The sheer number of algorithms and tuneable parameters in machine learning can be daunting to any ML beginner. To create an optimized model requires an understanding of how these algorithms work and the role of each parameter. I will not explain the mathematics behind each model here – it can get very complicated. Instead, I will provide an intuitive guide to some of the most important parameters in some of the most popular models, and how these affect your overall predictions.
This article will observe the decision boundaries of a number of popular algorithms, tested against differently distributed data. The decision boundary of a classification algorithm is the point at which that algorithm changes its predicted class. In the simplest case of binary classification it is the point from which the model switches its prediction from a ‘0’ to a ‘1’.
Below you will see visualizations for four popular models – a logistic regression, support vector machine, decision tree and random forest. Each chart will feature a plot of the distribution of the data (in two dimensions), coloured by its class. In this case, the class refers to the target outcome – for binary classification that is a ‘1’ or ‘0’. By shading the decision boundaries in the background we can see how the different models are actually classifying.
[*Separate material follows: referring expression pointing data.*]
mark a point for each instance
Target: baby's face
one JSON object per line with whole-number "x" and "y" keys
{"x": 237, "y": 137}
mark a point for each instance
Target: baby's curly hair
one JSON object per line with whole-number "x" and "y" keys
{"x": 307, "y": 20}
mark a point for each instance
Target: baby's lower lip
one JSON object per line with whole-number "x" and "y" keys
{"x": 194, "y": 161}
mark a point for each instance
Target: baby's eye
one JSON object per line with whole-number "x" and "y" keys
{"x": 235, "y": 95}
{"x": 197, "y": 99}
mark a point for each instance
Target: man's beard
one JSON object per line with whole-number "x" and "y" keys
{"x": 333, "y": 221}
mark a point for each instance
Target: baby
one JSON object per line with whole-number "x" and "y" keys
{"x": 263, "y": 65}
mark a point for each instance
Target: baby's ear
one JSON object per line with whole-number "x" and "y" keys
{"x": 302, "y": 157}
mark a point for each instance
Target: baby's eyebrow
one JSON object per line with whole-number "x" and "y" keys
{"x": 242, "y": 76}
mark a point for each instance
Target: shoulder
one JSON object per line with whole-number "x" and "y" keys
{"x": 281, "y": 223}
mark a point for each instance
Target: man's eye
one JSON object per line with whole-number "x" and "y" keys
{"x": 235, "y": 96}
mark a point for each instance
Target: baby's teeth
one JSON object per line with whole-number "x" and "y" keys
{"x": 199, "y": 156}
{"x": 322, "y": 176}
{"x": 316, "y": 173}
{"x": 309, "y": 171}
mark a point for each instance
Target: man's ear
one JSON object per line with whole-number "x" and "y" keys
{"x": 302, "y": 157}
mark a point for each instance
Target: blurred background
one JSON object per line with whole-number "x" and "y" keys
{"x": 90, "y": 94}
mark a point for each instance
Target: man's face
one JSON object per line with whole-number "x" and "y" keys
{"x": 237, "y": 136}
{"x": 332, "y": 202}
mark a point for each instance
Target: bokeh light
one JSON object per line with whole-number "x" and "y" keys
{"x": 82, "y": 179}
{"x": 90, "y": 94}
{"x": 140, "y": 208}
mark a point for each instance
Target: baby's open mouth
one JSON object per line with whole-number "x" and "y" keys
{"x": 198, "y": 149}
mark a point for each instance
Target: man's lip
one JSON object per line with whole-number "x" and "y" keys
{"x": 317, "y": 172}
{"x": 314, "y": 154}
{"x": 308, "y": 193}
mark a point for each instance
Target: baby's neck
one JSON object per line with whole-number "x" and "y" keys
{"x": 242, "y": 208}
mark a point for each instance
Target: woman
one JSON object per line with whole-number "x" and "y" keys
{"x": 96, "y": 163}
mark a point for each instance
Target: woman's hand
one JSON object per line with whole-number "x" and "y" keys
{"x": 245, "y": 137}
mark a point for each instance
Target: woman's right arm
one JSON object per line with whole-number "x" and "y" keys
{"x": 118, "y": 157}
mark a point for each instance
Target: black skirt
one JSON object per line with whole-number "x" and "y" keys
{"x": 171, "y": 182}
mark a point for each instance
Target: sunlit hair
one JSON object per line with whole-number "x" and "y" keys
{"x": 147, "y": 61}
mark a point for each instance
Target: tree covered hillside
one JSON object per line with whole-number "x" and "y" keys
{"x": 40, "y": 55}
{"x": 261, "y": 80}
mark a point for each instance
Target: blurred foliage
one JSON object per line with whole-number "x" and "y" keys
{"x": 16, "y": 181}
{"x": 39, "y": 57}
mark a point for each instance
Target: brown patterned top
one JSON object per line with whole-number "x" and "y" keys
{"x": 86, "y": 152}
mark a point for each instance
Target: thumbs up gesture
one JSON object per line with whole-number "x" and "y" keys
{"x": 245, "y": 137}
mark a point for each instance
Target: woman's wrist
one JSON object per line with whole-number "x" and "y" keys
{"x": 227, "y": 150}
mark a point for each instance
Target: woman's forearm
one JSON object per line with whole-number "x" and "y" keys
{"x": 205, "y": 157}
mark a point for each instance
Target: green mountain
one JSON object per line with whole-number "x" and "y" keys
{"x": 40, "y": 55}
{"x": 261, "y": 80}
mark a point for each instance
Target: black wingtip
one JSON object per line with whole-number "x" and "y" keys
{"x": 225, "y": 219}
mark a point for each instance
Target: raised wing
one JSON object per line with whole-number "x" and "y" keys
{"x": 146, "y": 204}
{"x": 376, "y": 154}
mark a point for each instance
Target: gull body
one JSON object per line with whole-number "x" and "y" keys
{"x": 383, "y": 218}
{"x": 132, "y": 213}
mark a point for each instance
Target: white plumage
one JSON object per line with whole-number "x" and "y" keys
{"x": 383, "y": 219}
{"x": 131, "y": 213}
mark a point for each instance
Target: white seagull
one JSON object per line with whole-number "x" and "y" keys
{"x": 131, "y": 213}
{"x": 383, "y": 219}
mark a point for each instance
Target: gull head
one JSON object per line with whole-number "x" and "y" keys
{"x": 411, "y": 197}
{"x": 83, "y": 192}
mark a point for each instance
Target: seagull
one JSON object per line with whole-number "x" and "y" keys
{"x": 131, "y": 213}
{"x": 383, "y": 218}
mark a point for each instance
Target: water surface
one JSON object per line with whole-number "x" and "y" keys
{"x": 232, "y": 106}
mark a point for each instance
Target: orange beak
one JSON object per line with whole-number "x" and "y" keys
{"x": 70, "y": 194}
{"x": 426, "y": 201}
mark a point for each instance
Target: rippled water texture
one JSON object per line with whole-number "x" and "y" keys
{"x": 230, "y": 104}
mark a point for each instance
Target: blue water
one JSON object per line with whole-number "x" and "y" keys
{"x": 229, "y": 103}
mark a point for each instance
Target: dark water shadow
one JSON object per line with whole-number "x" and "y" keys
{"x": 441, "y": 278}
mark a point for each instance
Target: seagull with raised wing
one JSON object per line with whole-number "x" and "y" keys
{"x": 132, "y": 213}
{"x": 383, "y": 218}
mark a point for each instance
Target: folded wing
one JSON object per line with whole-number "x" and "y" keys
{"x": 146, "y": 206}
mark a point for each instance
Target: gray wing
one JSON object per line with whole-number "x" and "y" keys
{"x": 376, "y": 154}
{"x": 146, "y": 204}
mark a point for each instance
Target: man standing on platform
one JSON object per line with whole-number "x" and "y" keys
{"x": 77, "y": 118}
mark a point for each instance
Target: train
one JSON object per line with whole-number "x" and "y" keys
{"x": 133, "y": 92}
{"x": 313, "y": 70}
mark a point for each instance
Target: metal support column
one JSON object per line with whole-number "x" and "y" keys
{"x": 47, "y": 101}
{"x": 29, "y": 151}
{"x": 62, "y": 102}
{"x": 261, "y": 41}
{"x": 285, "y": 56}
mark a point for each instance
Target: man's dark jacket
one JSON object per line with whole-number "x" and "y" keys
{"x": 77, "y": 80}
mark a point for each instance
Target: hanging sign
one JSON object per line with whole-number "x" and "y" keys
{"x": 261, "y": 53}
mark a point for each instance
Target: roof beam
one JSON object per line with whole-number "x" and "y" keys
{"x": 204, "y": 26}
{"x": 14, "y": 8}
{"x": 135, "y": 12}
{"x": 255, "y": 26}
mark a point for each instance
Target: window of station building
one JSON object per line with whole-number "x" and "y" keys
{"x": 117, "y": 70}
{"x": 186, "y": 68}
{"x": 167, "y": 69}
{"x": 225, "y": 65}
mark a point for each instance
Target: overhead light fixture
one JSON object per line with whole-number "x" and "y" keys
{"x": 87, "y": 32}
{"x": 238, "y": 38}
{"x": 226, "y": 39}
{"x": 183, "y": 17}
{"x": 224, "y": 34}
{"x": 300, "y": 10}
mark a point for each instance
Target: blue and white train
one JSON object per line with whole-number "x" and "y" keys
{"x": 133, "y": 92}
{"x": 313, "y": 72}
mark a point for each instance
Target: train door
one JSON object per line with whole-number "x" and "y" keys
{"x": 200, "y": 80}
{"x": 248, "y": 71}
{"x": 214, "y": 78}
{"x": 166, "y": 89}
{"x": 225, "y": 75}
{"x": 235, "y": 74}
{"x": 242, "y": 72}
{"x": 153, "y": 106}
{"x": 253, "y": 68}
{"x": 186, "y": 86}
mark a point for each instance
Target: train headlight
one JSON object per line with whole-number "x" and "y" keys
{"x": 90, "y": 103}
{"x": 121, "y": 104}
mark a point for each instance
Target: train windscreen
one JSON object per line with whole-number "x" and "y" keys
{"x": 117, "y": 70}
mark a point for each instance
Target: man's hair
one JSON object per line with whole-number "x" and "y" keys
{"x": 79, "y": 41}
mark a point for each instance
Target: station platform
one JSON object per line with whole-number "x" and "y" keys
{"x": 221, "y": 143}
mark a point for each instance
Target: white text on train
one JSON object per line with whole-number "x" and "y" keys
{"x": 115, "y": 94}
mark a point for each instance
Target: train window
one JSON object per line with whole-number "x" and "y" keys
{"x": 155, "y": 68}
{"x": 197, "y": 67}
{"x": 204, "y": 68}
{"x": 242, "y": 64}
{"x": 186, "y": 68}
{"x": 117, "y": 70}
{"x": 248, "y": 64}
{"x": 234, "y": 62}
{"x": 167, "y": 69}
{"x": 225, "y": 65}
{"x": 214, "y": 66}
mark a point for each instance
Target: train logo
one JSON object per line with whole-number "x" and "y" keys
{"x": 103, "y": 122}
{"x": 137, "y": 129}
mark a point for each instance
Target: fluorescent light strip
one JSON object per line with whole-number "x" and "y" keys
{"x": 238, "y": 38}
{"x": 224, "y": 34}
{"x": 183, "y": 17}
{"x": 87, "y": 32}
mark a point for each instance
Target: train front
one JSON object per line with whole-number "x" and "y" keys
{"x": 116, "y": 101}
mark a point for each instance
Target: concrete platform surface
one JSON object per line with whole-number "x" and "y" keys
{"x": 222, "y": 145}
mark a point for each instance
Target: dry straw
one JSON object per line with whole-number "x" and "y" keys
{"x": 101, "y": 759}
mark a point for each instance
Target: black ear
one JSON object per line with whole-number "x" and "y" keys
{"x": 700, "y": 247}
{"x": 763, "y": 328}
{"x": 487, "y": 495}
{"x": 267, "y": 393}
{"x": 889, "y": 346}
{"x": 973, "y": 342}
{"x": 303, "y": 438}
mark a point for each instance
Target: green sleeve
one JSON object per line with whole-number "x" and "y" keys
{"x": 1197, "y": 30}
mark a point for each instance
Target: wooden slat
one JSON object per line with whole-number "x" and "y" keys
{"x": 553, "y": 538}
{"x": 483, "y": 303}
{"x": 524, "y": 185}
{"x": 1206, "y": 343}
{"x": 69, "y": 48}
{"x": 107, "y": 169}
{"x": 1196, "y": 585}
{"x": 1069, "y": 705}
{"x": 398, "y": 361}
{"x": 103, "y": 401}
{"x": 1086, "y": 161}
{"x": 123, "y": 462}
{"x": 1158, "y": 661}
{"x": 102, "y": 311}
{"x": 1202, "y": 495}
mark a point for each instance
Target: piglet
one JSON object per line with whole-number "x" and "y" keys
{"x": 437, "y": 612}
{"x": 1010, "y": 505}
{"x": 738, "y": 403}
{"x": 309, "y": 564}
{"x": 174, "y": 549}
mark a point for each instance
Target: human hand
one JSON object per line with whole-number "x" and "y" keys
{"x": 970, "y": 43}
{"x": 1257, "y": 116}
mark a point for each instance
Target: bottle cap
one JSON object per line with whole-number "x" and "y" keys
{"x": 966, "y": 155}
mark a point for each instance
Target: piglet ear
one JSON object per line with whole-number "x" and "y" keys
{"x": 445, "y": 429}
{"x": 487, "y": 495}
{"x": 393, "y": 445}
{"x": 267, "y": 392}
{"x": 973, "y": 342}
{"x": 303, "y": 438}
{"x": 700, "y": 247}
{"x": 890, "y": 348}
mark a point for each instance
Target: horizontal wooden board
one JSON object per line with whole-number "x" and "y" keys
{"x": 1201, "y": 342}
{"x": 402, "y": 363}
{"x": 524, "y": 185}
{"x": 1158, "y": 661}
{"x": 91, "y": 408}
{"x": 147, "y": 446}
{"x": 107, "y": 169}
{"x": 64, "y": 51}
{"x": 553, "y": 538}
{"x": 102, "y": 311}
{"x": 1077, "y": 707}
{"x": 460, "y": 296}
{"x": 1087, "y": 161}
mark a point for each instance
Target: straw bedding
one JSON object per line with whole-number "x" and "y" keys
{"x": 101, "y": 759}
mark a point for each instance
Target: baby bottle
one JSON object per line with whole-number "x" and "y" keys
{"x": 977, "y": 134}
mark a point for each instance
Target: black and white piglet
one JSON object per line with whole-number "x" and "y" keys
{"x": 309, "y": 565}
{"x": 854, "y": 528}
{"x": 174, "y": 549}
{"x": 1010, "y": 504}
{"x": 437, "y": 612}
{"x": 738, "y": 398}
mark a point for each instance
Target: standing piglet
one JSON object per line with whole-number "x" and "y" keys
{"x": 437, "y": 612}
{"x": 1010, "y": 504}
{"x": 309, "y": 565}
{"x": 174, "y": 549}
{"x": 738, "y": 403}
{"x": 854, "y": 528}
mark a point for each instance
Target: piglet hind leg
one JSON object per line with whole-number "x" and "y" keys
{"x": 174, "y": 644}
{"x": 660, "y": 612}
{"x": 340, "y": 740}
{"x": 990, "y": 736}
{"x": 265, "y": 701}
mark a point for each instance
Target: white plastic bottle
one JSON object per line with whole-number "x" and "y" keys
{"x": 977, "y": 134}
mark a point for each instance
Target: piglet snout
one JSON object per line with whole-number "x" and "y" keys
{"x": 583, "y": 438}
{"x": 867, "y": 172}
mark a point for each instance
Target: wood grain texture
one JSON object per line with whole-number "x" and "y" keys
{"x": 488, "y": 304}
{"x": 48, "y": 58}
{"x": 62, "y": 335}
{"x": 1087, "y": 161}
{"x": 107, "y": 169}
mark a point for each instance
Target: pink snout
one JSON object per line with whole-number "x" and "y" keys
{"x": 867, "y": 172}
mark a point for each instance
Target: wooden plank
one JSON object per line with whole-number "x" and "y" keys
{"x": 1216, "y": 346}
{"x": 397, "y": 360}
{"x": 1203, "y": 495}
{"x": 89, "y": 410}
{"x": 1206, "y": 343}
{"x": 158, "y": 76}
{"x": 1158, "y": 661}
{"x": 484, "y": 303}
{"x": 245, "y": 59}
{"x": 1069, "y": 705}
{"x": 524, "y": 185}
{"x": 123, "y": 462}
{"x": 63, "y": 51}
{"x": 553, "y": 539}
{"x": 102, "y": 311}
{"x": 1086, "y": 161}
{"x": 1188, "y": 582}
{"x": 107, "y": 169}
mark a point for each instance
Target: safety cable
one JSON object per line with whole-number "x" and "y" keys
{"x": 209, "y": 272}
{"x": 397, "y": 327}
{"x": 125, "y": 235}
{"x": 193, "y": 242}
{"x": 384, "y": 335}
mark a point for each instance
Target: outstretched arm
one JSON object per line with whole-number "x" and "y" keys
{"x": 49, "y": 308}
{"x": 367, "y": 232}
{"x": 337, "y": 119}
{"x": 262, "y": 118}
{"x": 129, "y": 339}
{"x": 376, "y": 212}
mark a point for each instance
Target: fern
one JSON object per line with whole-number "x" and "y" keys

By looking at these predictions we can see the distinct advantages and disadvantages of each model against different distributions. Each row of charts shows a new distribution of data. The 1st row is simplest – it is a generated dataset of two normally distributed 2D blobs where the prediction target is which blob the point belongs to. There is some overlap between the blobs that makes them difficult to classify, but most points are simple. The second row shows a similar distribution but with some correlation between the two dimensions. The third row shows an “opposing moons” shape, where the classifier must predict which moon shape each point belongs to – this is a significantly more challenging task for the algorithm. The fourth row is a concentric circles distribution where the target is which circle the points belong to. This task is also challenging. The final row is from a real dataset – the famous iris dataset, where the X and Y axis correspond to petal length and width respectively, and the prediction target is which of two particular kinds of flower that observation belongs to.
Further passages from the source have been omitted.